I am trying to write reads into a SAM file format. First I'll extract the read from BAM file, update the query name and then write it into a SAM file. I need to perform this on each read of the BAM file. How can I write it back into the SAM file? My assumption is the SAM file is just a tab-delimited file, so first I'll write a tab-delimited file and then append the header and finally convert the sam file into the BAM file.
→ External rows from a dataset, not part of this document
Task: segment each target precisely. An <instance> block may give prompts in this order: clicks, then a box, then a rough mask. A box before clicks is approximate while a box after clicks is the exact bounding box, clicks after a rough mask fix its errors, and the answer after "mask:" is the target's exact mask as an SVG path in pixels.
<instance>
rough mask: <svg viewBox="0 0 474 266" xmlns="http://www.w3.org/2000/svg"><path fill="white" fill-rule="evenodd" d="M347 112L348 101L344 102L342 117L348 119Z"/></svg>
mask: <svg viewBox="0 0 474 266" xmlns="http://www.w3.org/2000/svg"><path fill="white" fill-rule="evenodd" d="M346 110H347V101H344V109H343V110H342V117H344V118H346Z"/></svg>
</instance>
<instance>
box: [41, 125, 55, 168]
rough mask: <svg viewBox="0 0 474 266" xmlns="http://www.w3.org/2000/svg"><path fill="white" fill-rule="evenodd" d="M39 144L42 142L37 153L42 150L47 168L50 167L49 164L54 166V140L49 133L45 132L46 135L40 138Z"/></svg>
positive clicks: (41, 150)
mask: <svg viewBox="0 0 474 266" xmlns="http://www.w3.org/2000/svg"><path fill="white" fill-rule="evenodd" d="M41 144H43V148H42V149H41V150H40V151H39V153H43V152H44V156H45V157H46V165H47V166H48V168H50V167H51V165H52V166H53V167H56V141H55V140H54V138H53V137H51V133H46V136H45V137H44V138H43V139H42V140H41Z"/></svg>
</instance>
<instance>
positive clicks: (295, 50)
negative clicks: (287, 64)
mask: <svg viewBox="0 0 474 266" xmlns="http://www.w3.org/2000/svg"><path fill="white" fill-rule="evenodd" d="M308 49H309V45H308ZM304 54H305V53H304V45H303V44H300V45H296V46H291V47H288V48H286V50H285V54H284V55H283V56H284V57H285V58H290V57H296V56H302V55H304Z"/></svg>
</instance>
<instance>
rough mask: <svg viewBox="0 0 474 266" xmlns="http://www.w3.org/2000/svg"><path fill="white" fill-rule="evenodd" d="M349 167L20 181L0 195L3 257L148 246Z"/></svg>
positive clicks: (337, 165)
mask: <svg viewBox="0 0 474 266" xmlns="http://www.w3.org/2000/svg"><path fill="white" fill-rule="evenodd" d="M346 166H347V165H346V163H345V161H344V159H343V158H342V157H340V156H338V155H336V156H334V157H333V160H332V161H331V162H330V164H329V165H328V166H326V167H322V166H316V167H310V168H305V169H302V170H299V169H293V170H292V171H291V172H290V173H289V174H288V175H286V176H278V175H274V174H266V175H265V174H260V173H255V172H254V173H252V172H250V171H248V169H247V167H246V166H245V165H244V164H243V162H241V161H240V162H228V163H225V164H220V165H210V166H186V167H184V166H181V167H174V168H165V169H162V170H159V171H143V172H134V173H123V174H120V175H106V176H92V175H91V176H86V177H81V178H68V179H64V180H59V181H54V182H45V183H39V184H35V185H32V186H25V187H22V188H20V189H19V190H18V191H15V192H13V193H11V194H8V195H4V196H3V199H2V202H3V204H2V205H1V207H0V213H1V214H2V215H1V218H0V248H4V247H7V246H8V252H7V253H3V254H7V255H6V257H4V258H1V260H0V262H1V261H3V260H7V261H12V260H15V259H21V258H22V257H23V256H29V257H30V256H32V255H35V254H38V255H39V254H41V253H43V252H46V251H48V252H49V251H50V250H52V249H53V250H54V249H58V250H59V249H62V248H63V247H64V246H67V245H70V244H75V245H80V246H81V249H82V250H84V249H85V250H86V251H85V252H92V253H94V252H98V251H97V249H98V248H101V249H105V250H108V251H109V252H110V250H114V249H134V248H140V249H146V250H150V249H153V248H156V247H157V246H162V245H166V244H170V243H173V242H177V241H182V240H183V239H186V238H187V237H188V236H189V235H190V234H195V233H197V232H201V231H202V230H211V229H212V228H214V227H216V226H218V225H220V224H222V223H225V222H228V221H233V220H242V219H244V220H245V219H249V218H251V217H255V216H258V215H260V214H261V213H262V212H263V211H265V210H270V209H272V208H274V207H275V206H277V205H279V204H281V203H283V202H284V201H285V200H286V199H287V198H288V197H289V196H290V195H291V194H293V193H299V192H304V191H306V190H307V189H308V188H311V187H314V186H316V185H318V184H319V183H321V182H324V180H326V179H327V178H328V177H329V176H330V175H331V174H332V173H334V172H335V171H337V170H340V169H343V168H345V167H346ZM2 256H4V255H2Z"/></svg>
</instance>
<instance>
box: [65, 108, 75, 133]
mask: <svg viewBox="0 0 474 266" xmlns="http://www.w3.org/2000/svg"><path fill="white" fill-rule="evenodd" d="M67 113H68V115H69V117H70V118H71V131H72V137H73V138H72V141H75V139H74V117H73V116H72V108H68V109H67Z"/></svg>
I'm using the pysam and doing the following
for read in READS:
query_name = read.query_name + 'added_info'
contig = read.reference_name
query_sequence = read.query_sequence
flag = read.flag
reference_id = read.reference_id
reference_start = read.reference_start
mapping_quality = read.mapping_quality
cigar = read.cigarstring
next_reference_id = read.next_reference_id
next_reference_start = read.next_reference_start
template_length = read.template_length
query_qualities = read.query_qualities
query_quality_string = ''
query_quality_string = query_quality_string.join([chr(ch + 33) for ch in query_qualities])
tags = read.tags
outf.write(query_name + '\t' + flag + '\t' + contig + '\t' + reference_start + '\t' +
mapping_quality + '\t' + cigar + '\t' + next_reference_id + '\t' + next_reference_start + '\t' +
str(template_length) + '\t' + query_sequence + '\t' + query_quality_string + '\t' + tags)
Issues:
- Is the order in the SAM file correct?
- I have converted the query_qualities back into quality string by converting it into ASCII. Is that correct?
- How can I convert the
tags
into proper tags in the SAM file format. Currently, it is in this format[('NM', 12), ('MD', '81T74'), ('AS', 134), ('XS', 20)]
is it just some regular string processing?